Plastic films are widely used for magnetic tapes and optical members such as flat panel displays, as well as food packages, film capacitors, and other applications, and such plastic film products are ultimately wound into a film roll body by a winder for shipment.
A plastic film may undergo corona discharge surface treatment in a part of the film conveyance process as a pre-process for secondary processing such as bonding on a film surface, as described in Patent Literature 1. In Patent Literature 1, a film runs on the grounded conveyance roller called counter electrode roller, and an electrode, provided at a position opposed to the roller with the film interposed, applies alternating current (AC) high voltage to the electrode surface-side of the film for discharge treatment. A nip roller is installed at a position where the film comes into contact with the counter electrode roller, in order that the counter electrode roller contact surface-side of the film is not treated by discharge when the electrode surface-side of the film is subjected to the discharge treatment.

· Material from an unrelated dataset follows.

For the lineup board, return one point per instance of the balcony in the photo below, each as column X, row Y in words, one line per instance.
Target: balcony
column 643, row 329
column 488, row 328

The pressing force by the nip roller prevents a large amount of air from intruding into the gap between the counter electrode roller and the film and prevents discharge treatment on the counter electrode roller contact surface-side of the film.
In the manufacturing process for plastic films, when the width and the speed are increased to improve the productivity of films, vibration of the counter electrode roller and the nip roller increases to deform the rubber coating on the surface of the nip roller and change the roller cross section from a perfect circle into a polygonal shape. The reason for this phenomenon is that resonance occurs even though the rotation frequency of the roller is initially controlled in a frequency range lower than the first-order eigen frequency of the roller alone and the first-order eigen frequency of the entire apparatus. The frequency observed at this moment is an integer multiple (N times) of the rotation frequency, and the matching of this frequency with the eigen frequency causes continuous resonance, which gradually deforms the roller surface into a polygonal shape having N vertices.

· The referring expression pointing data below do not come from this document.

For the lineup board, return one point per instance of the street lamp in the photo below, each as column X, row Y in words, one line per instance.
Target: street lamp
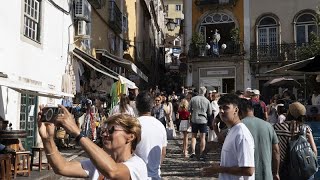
column 170, row 24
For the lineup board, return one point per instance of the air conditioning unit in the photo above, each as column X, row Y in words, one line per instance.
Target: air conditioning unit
column 82, row 28
column 82, row 10
column 313, row 110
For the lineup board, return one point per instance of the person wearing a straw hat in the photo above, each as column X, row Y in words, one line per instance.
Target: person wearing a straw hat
column 295, row 118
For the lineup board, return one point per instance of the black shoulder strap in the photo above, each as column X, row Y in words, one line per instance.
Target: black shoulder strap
column 303, row 130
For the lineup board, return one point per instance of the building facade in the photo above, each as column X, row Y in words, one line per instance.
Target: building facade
column 214, row 41
column 34, row 58
column 276, row 34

This problem will be examined in terms of a method of manufacturing a film roll body. For example, in the aforementioned corona treatment unit, much air intrudes between the film and the counter electrode roller in polygon cycles, resulting in a defect of unintended, periodic corona discharge treatment on the counter electrode roller surface.
Another problem similar to this is an angular deformation phenomenon in a press roll for dewatering in a paper machine in a papermaking process as disclosed in Patent Literature 2. This angular deformation phenomenon is described as resonance caused when a frequency N times the rotation frequency of the top roller and the bottom roller included in the press roller system matches the eigen frequency of a press roller apparatus replaced with a vibration model of a multi-degree of freedom system, and this phenomenon is thought to be similar to the polygonal deformation phenomenon as described above. As an approach to the phenomenon, it is proposed to change the diameters of the top roller and the bottom roller such that the outer diameter ratio between these rollers is not 1, so as to prevent a match with the eigen frequency assumed from a frequency N times the rotation frequency. This approach avoids a perfect match between an integer multiple of the rotation frequency and the eigen frequency and avoids resonance, thereby preventing polygonal deformation.

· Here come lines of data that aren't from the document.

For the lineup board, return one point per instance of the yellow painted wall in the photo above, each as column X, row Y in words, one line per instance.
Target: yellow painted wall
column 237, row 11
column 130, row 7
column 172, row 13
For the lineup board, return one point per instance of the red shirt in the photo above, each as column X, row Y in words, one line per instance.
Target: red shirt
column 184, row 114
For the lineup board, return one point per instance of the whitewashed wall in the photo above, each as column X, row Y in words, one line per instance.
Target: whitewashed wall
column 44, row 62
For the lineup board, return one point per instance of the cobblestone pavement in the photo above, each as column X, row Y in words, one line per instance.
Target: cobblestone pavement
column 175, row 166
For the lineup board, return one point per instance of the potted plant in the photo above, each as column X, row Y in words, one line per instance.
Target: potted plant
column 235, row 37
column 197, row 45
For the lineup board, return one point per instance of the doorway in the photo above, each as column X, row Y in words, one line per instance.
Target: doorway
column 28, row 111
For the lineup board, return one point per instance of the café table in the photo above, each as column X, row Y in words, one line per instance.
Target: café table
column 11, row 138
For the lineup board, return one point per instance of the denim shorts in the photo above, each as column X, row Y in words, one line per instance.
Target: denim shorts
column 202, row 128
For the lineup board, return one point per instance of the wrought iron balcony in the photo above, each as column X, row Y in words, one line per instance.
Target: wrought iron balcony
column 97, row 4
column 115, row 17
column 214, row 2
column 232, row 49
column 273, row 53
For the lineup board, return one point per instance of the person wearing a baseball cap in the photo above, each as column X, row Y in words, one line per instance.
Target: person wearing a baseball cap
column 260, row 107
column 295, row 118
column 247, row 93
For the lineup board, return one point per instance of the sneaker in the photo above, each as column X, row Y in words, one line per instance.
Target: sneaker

Similarly, as another approach to the press roller polygonal deformation phenomenon in paper machines, Patent Literature 3 avoids vibration between rollers at a particular frequency by continuously varying the operating speed and preventing the same parts in rubber members on the surfaces of the rollers from being pressed with a large pressure, thereby preventing or retarding polygonal deformation. It is also suggested that the time to avoid a resonance point is increased by fluctuating the speed.